# Motorbike weights



## PeterT (Feb 21, 2018)

Nothing spectacular. My brother has a BMW motorbike. Apparently it has a known issue where the grips can resonate at a certain cruise rpm & I guess that buzz can fatigue your hands over extended rides. Anyway he found this article where a guy played with different weights & found the magic mass that supposedly dampens the frequency. They offer CNC ones that look like this but polished stainless. Very pretty but rather spendy (75USD/set sans shipping & fees). So I banged this out using whatever CRS he brought me. I think they were north of >500g if I recall. I was too lazy to mount the radius turner on so just did the stepover infeed & file it smooth trick.  I think the plan is Rustoleum black just to protect it & see if it works so I didn't go crazy on the finish.

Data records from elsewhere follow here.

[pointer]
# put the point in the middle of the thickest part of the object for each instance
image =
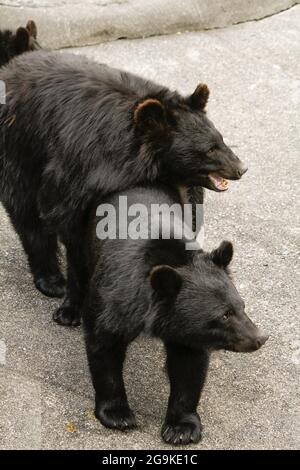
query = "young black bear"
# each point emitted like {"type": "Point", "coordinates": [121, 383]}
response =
{"type": "Point", "coordinates": [73, 129]}
{"type": "Point", "coordinates": [23, 40]}
{"type": "Point", "coordinates": [185, 298]}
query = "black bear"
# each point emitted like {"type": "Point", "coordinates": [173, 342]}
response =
{"type": "Point", "coordinates": [185, 298]}
{"type": "Point", "coordinates": [23, 40]}
{"type": "Point", "coordinates": [73, 129]}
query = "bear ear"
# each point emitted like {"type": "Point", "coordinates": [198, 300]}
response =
{"type": "Point", "coordinates": [22, 40]}
{"type": "Point", "coordinates": [199, 99]}
{"type": "Point", "coordinates": [150, 114]}
{"type": "Point", "coordinates": [32, 29]}
{"type": "Point", "coordinates": [222, 255]}
{"type": "Point", "coordinates": [166, 281]}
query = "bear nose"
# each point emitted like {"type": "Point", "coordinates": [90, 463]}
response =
{"type": "Point", "coordinates": [242, 170]}
{"type": "Point", "coordinates": [261, 340]}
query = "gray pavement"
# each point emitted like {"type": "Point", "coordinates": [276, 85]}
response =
{"type": "Point", "coordinates": [65, 23]}
{"type": "Point", "coordinates": [250, 401]}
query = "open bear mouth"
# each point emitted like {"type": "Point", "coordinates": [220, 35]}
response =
{"type": "Point", "coordinates": [219, 183]}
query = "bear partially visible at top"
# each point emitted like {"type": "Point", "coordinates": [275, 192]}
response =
{"type": "Point", "coordinates": [15, 43]}
{"type": "Point", "coordinates": [73, 129]}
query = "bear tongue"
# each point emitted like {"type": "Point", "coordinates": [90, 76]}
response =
{"type": "Point", "coordinates": [220, 183]}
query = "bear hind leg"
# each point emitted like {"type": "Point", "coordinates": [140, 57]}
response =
{"type": "Point", "coordinates": [41, 248]}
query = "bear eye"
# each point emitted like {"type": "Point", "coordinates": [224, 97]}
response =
{"type": "Point", "coordinates": [227, 315]}
{"type": "Point", "coordinates": [212, 150]}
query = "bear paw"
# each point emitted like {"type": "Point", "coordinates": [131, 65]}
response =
{"type": "Point", "coordinates": [51, 285]}
{"type": "Point", "coordinates": [116, 417]}
{"type": "Point", "coordinates": [185, 430]}
{"type": "Point", "coordinates": [67, 316]}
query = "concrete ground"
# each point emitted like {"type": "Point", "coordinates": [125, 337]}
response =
{"type": "Point", "coordinates": [67, 23]}
{"type": "Point", "coordinates": [250, 401]}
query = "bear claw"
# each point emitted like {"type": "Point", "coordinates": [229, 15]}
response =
{"type": "Point", "coordinates": [67, 316]}
{"type": "Point", "coordinates": [51, 286]}
{"type": "Point", "coordinates": [182, 432]}
{"type": "Point", "coordinates": [119, 417]}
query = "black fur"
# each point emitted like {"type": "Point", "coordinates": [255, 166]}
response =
{"type": "Point", "coordinates": [186, 298]}
{"type": "Point", "coordinates": [73, 129]}
{"type": "Point", "coordinates": [13, 44]}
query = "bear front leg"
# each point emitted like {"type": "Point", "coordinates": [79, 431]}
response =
{"type": "Point", "coordinates": [106, 357]}
{"type": "Point", "coordinates": [68, 314]}
{"type": "Point", "coordinates": [187, 369]}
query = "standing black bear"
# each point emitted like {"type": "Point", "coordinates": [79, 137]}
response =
{"type": "Point", "coordinates": [186, 298]}
{"type": "Point", "coordinates": [23, 40]}
{"type": "Point", "coordinates": [71, 129]}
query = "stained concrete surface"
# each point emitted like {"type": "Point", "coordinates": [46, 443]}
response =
{"type": "Point", "coordinates": [250, 401]}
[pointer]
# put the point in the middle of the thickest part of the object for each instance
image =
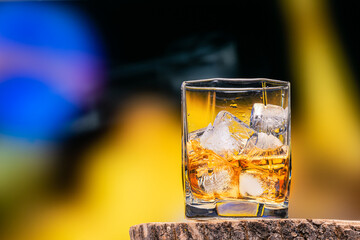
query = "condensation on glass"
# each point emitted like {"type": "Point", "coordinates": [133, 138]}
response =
{"type": "Point", "coordinates": [236, 159]}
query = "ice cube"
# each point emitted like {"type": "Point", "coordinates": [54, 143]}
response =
{"type": "Point", "coordinates": [217, 181]}
{"type": "Point", "coordinates": [269, 119]}
{"type": "Point", "coordinates": [212, 177]}
{"type": "Point", "coordinates": [267, 141]}
{"type": "Point", "coordinates": [228, 134]}
{"type": "Point", "coordinates": [249, 185]}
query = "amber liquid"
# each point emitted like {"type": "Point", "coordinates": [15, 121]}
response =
{"type": "Point", "coordinates": [259, 175]}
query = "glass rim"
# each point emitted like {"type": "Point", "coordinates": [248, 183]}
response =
{"type": "Point", "coordinates": [278, 84]}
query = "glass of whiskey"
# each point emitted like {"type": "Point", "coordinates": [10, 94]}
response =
{"type": "Point", "coordinates": [236, 159]}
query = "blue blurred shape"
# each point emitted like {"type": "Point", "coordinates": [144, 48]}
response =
{"type": "Point", "coordinates": [49, 65]}
{"type": "Point", "coordinates": [31, 109]}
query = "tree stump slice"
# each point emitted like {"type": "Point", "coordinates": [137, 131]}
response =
{"type": "Point", "coordinates": [249, 229]}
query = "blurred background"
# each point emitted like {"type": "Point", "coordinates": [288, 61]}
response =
{"type": "Point", "coordinates": [90, 126]}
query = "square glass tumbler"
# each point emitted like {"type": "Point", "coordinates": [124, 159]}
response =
{"type": "Point", "coordinates": [236, 159]}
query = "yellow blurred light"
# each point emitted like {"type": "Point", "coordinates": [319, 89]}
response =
{"type": "Point", "coordinates": [132, 176]}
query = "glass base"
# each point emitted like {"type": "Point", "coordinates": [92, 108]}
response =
{"type": "Point", "coordinates": [236, 209]}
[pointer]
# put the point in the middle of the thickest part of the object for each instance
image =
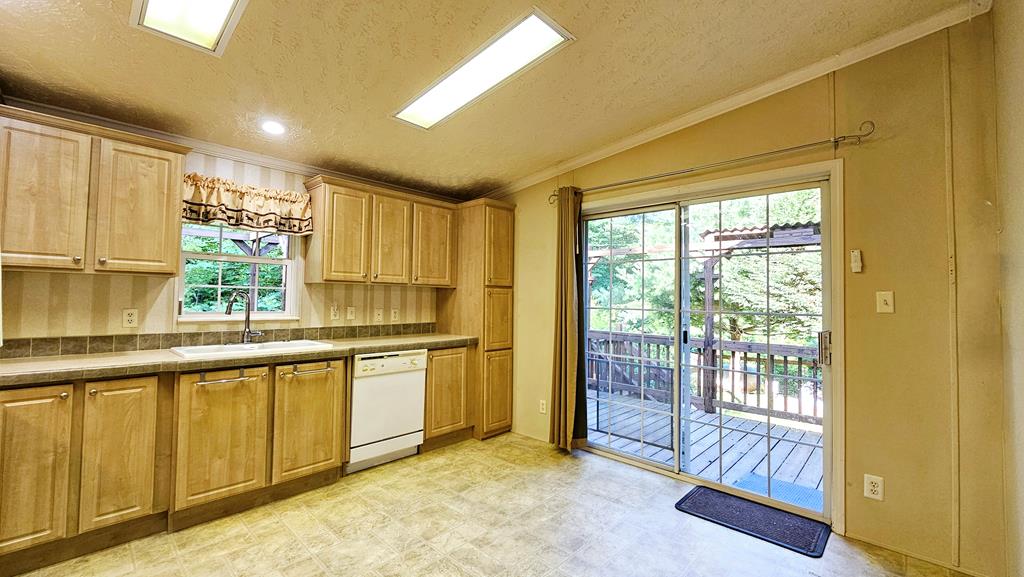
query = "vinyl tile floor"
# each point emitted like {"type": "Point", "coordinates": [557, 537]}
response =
{"type": "Point", "coordinates": [510, 506]}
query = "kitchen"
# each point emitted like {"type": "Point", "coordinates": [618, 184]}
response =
{"type": "Point", "coordinates": [503, 289]}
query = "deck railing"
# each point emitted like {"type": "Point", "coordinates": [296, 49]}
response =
{"type": "Point", "coordinates": [735, 375]}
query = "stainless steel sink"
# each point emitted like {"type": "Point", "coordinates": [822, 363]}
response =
{"type": "Point", "coordinates": [248, 349]}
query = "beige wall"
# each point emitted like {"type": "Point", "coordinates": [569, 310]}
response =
{"type": "Point", "coordinates": [1010, 93]}
{"type": "Point", "coordinates": [924, 385]}
{"type": "Point", "coordinates": [39, 304]}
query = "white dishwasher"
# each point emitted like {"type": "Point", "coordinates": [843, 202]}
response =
{"type": "Point", "coordinates": [388, 392]}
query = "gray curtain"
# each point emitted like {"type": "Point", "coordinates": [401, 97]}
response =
{"type": "Point", "coordinates": [568, 415]}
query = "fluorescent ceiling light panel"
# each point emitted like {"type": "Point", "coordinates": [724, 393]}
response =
{"type": "Point", "coordinates": [201, 24]}
{"type": "Point", "coordinates": [510, 52]}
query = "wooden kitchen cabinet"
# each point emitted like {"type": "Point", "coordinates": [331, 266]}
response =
{"type": "Point", "coordinates": [340, 243]}
{"type": "Point", "coordinates": [138, 209]}
{"type": "Point", "coordinates": [44, 195]}
{"type": "Point", "coordinates": [221, 435]}
{"type": "Point", "coordinates": [498, 246]}
{"type": "Point", "coordinates": [498, 319]}
{"type": "Point", "coordinates": [448, 396]}
{"type": "Point", "coordinates": [118, 451]}
{"type": "Point", "coordinates": [392, 240]}
{"type": "Point", "coordinates": [433, 245]}
{"type": "Point", "coordinates": [35, 445]}
{"type": "Point", "coordinates": [54, 172]}
{"type": "Point", "coordinates": [497, 389]}
{"type": "Point", "coordinates": [308, 406]}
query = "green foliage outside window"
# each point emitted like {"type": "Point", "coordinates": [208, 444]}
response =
{"type": "Point", "coordinates": [220, 260]}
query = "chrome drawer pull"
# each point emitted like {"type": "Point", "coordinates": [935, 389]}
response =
{"type": "Point", "coordinates": [223, 380]}
{"type": "Point", "coordinates": [303, 373]}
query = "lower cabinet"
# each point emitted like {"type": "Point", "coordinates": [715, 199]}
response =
{"type": "Point", "coordinates": [221, 435]}
{"type": "Point", "coordinates": [35, 443]}
{"type": "Point", "coordinates": [497, 392]}
{"type": "Point", "coordinates": [119, 434]}
{"type": "Point", "coordinates": [446, 394]}
{"type": "Point", "coordinates": [308, 433]}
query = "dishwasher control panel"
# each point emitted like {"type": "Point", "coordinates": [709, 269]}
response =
{"type": "Point", "coordinates": [387, 363]}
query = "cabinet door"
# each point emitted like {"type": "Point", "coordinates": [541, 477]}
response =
{"type": "Point", "coordinates": [307, 418]}
{"type": "Point", "coordinates": [433, 245]}
{"type": "Point", "coordinates": [138, 209]}
{"type": "Point", "coordinates": [346, 235]}
{"type": "Point", "coordinates": [446, 396]}
{"type": "Point", "coordinates": [392, 240]}
{"type": "Point", "coordinates": [222, 426]}
{"type": "Point", "coordinates": [118, 451]}
{"type": "Point", "coordinates": [44, 195]}
{"type": "Point", "coordinates": [35, 440]}
{"type": "Point", "coordinates": [497, 319]}
{"type": "Point", "coordinates": [498, 243]}
{"type": "Point", "coordinates": [497, 413]}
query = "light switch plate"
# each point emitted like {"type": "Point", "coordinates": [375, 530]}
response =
{"type": "Point", "coordinates": [884, 301]}
{"type": "Point", "coordinates": [129, 318]}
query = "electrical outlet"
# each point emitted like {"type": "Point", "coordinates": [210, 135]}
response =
{"type": "Point", "coordinates": [884, 301]}
{"type": "Point", "coordinates": [875, 487]}
{"type": "Point", "coordinates": [129, 318]}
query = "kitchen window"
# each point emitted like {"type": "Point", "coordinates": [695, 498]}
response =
{"type": "Point", "coordinates": [217, 260]}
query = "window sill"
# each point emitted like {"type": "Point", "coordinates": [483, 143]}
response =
{"type": "Point", "coordinates": [236, 318]}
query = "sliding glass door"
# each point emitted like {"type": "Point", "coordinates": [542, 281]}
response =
{"type": "Point", "coordinates": [738, 285]}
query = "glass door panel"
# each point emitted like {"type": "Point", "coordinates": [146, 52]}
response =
{"type": "Point", "coordinates": [631, 283]}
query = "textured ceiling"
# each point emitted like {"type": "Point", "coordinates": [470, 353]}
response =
{"type": "Point", "coordinates": [335, 71]}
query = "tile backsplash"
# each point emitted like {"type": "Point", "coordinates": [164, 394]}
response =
{"type": "Point", "coordinates": [52, 346]}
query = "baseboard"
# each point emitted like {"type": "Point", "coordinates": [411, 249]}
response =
{"type": "Point", "coordinates": [445, 440]}
{"type": "Point", "coordinates": [52, 552]}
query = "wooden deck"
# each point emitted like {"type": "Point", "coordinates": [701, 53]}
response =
{"type": "Point", "coordinates": [645, 430]}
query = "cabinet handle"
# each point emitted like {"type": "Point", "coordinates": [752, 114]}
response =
{"type": "Point", "coordinates": [223, 380]}
{"type": "Point", "coordinates": [303, 373]}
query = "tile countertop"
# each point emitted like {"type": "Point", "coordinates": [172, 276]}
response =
{"type": "Point", "coordinates": [38, 370]}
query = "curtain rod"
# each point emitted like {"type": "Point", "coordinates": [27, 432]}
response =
{"type": "Point", "coordinates": [866, 129]}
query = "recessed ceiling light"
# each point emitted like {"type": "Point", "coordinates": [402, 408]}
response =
{"type": "Point", "coordinates": [272, 127]}
{"type": "Point", "coordinates": [520, 45]}
{"type": "Point", "coordinates": [200, 24]}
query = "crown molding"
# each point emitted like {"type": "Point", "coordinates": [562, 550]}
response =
{"type": "Point", "coordinates": [948, 17]}
{"type": "Point", "coordinates": [212, 149]}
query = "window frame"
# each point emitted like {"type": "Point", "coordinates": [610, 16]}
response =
{"type": "Point", "coordinates": [291, 282]}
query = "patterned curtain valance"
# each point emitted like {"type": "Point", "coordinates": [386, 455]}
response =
{"type": "Point", "coordinates": [212, 200]}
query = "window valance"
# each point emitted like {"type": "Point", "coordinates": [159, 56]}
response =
{"type": "Point", "coordinates": [213, 200]}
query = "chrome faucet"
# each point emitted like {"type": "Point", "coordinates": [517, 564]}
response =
{"type": "Point", "coordinates": [248, 333]}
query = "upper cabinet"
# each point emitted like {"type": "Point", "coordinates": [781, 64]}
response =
{"type": "Point", "coordinates": [138, 209]}
{"type": "Point", "coordinates": [78, 197]}
{"type": "Point", "coordinates": [392, 240]}
{"type": "Point", "coordinates": [43, 230]}
{"type": "Point", "coordinates": [365, 234]}
{"type": "Point", "coordinates": [433, 245]}
{"type": "Point", "coordinates": [499, 242]}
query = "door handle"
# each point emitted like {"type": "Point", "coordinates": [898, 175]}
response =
{"type": "Point", "coordinates": [223, 380]}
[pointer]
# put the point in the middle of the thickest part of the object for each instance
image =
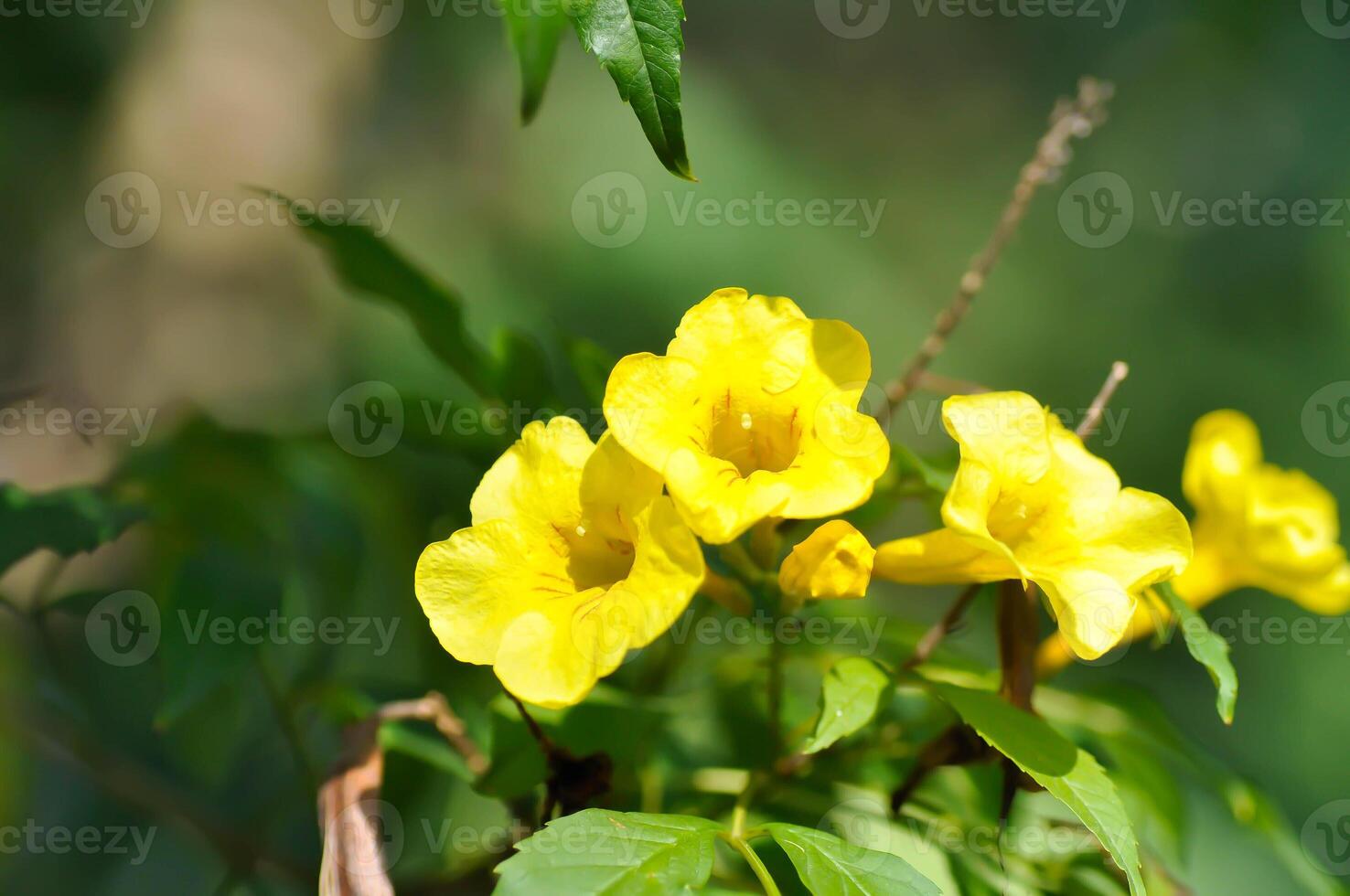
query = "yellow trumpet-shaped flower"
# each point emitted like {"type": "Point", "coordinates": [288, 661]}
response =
{"type": "Point", "coordinates": [834, 561]}
{"type": "Point", "coordinates": [1030, 502]}
{"type": "Point", "coordinates": [574, 556]}
{"type": "Point", "coordinates": [1256, 525]}
{"type": "Point", "coordinates": [751, 413]}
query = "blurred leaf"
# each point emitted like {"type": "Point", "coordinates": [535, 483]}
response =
{"type": "Point", "coordinates": [830, 867]}
{"type": "Point", "coordinates": [516, 763]}
{"type": "Point", "coordinates": [592, 365]}
{"type": "Point", "coordinates": [368, 263]}
{"type": "Point", "coordinates": [638, 42]}
{"type": "Point", "coordinates": [1066, 772]}
{"type": "Point", "coordinates": [535, 28]}
{"type": "Point", "coordinates": [400, 737]}
{"type": "Point", "coordinates": [605, 852]}
{"type": "Point", "coordinates": [850, 698]}
{"type": "Point", "coordinates": [219, 614]}
{"type": "Point", "coordinates": [521, 368]}
{"type": "Point", "coordinates": [1205, 648]}
{"type": "Point", "coordinates": [68, 521]}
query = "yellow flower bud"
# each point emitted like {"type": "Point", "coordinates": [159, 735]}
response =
{"type": "Point", "coordinates": [834, 561]}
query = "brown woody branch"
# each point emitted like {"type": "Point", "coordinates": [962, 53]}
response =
{"type": "Point", "coordinates": [1071, 119]}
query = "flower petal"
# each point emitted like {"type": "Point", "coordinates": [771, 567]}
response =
{"type": "Point", "coordinates": [1225, 450]}
{"type": "Point", "coordinates": [941, 558]}
{"type": "Point", "coordinates": [536, 481]}
{"type": "Point", "coordinates": [473, 584]}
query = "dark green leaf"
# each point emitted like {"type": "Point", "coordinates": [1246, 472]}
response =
{"type": "Point", "coordinates": [1066, 772]}
{"type": "Point", "coordinates": [830, 867]}
{"type": "Point", "coordinates": [600, 852]}
{"type": "Point", "coordinates": [68, 521]}
{"type": "Point", "coordinates": [535, 28]}
{"type": "Point", "coordinates": [638, 42]}
{"type": "Point", "coordinates": [370, 265]}
{"type": "Point", "coordinates": [850, 698]}
{"type": "Point", "coordinates": [1207, 649]}
{"type": "Point", "coordinates": [592, 365]}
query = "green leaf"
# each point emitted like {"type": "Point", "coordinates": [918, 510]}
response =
{"type": "Point", "coordinates": [1207, 649]}
{"type": "Point", "coordinates": [535, 28]}
{"type": "Point", "coordinates": [850, 698]}
{"type": "Point", "coordinates": [592, 365]}
{"type": "Point", "coordinates": [522, 370]}
{"type": "Point", "coordinates": [1074, 776]}
{"type": "Point", "coordinates": [368, 263]}
{"type": "Point", "coordinates": [598, 852]}
{"type": "Point", "coordinates": [68, 521]}
{"type": "Point", "coordinates": [638, 42]}
{"type": "Point", "coordinates": [399, 737]}
{"type": "Point", "coordinates": [830, 867]}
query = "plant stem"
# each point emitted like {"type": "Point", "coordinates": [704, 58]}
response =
{"type": "Point", "coordinates": [1120, 370]}
{"type": "Point", "coordinates": [1069, 119]}
{"type": "Point", "coordinates": [933, 637]}
{"type": "Point", "coordinates": [754, 861]}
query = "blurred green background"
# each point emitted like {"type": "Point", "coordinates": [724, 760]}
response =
{"type": "Point", "coordinates": [241, 339]}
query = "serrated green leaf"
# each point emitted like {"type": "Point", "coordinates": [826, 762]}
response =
{"type": "Point", "coordinates": [68, 521]}
{"type": "Point", "coordinates": [368, 263]}
{"type": "Point", "coordinates": [1074, 776]}
{"type": "Point", "coordinates": [598, 852]}
{"type": "Point", "coordinates": [850, 698]}
{"type": "Point", "coordinates": [535, 28]}
{"type": "Point", "coordinates": [638, 42]}
{"type": "Point", "coordinates": [1205, 648]}
{"type": "Point", "coordinates": [830, 867]}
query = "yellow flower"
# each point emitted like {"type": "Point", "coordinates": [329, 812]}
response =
{"type": "Point", "coordinates": [834, 561]}
{"type": "Point", "coordinates": [1029, 502]}
{"type": "Point", "coordinates": [751, 413]}
{"type": "Point", "coordinates": [574, 556]}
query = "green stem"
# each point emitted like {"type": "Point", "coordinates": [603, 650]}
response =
{"type": "Point", "coordinates": [754, 861]}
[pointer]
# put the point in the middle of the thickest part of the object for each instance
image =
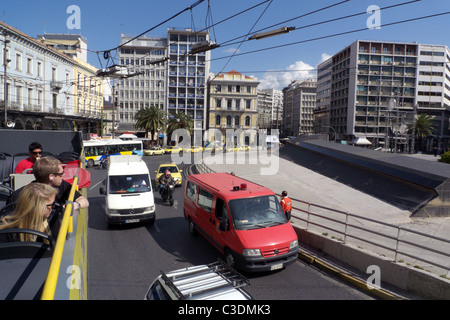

Owning a lathe makes a guy studly popular with friends, almost as much as owning a pickup truck.


----------



## Everett (Feb 21, 2018)

Cool idea, I guess it would make sense just like the rubber-mounted weights on Ram 1500 frames to dampen the vibrations when the fuel saver kicks in.  Nice finish on the pieces!

And yes, it's amazing what people come up with in "Hey, you think you could make this for me?" projects.  Keeps the challenges fresh


----------



## Alexander (Feb 24, 2018)

Looks good. I see them on all the vespa gts scooters that have the rear luggage boxes. Apparently the prevent speed wobble to some degree.


----------



## PeterT (Feb 24, 2018)

This is what they are replicating. There are a few commercial variants, but all basically similar. These CNC versions are stainless & have some bling engraving. Still, would come to 130-150 $C/pair delivered.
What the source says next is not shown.